For experience, there are few niche events that beat the PBR and the ING New York City Marathon. However both have always had trouble growing their platform outside the event and into a global experience in a crowded fall landscape. As the PBR conducts its Championship at a sold out Thomas and Mack Center this weekend, they battle the NFL, college football, end of NASCAR, MLS Playoffs and the World Series for position, not to mention high school sports and other activities. Next weekend, the Marathon, easily not just the best one day spectacle bit one of the biggest revenue generators for sport for New York, will have a similar battle to gain interest outside of the millions in the New York area and race-specific fans around the world (it is not televised live outside of New York).
So as an answer to that problem, both properties are going all in on the digital side. The Marathon has launched an app this week that will not just give people the ability to follow anyone on the course, it will also give partner brands like Dunkin Donuts the chance to activate with promotions at all their spots along the route, as well as provide fitness tips to anyone looking to improve their own health and well being.
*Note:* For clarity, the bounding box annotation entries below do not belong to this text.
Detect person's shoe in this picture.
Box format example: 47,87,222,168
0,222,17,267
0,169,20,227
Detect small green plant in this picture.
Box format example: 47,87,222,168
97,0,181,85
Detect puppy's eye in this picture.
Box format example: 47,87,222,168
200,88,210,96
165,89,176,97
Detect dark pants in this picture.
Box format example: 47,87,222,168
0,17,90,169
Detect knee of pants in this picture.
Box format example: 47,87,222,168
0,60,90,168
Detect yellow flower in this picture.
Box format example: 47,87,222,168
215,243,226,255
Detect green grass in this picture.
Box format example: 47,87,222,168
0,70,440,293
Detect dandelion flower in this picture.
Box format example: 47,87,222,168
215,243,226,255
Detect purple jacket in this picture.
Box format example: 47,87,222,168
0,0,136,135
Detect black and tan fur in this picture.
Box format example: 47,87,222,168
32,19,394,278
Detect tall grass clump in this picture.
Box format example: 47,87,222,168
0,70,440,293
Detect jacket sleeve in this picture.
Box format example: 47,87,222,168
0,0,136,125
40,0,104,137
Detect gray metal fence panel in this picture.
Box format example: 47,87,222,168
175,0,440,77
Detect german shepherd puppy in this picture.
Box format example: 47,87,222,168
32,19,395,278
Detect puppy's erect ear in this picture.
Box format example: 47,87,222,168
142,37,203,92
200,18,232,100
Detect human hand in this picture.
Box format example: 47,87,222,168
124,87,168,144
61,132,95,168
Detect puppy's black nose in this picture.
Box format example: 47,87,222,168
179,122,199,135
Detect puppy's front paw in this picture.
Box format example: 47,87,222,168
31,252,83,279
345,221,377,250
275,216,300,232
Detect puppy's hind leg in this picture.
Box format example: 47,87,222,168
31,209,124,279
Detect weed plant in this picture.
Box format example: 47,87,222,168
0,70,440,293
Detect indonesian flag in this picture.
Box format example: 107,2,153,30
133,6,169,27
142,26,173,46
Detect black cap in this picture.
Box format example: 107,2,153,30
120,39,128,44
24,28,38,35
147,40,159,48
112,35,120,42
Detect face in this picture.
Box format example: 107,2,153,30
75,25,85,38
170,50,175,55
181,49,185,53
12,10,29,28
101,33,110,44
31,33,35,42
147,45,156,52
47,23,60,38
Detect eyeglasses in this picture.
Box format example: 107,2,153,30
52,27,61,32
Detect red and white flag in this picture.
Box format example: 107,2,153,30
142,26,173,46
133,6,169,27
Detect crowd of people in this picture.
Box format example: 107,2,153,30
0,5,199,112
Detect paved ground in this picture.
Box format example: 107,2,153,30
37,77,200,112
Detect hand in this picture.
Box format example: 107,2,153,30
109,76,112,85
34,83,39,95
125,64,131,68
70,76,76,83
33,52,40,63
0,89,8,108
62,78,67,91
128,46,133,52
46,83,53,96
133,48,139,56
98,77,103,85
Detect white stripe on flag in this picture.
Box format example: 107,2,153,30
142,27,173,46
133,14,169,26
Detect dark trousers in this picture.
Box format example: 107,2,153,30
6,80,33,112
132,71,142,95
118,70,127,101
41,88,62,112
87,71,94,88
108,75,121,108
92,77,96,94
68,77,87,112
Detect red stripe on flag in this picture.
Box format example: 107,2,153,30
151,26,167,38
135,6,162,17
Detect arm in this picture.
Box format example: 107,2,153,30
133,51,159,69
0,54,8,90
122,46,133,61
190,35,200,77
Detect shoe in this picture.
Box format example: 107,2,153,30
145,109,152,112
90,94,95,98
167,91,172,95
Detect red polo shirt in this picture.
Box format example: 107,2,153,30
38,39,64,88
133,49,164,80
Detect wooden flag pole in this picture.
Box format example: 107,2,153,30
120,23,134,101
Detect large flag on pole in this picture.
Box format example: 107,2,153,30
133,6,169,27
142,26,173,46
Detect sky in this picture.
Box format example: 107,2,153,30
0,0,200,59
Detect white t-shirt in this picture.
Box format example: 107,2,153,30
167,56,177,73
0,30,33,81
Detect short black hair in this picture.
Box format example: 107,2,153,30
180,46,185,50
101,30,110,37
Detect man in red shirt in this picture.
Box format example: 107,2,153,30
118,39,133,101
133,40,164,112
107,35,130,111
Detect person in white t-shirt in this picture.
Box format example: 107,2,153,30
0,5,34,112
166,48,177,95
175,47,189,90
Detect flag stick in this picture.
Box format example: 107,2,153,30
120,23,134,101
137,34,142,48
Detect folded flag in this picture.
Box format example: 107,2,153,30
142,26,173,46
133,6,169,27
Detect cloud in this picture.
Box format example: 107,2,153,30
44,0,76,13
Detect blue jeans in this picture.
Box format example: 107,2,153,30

Want to follow celebrities like Christy Turlington or Apollo Ohno? Their is a place on the app for that. Brands will also be able to capture data and engage with followers not just in New York, but from wherever they are following along around the world, so the potential for ING to ping and promote to customers who they know are brand loyal and interested in healthy activities brings even more added value. It is not the same as live national TV, but it is a great next step in brand engagement for an event that grows in stature every year and can really morph into an event and experience that lives well beyond the five boroughs of New York.
The PBR is a little different. The circuit has continued to make great strides in embracing and growing its core followers, those who fill arenas year round watching the bulls and riders battle it out. They have made some strides in expanding into popular culture, but now will take the next step in lifting that experience from just the arena into the digital space like never before. PBR is a natural for casual gaming expansion, and the relative speed of the rides makes it perfect for a male audience that wants things quick and exciting. By pushing the emphasis to more of a digital play, the PBR can enhance their TV partnerships and really give their loyal partner brands the chance to engage not just at events, but in instant online contests and rewards programs like never before. Like the Marathon, millions of fans of the sport won’t be at the events in Vegas. However they now have a better, richer online experience to stay engaged and involved, and one which can compliment the live television broadcast from wherever they are as fans on a busy fall weekend. Mobile changes the perameters of that engagement for the active, and now the PBR has a better way to engage those fast-moving fans.
Neither app will ever replace the live event for the Marathon or the PBR, but growing that footprint is key, and be spending time effort and dollars to engage in the mobile space, both organizations can take a broad step forward for those who choose to follow, as well as for the brands or choose to grow with them.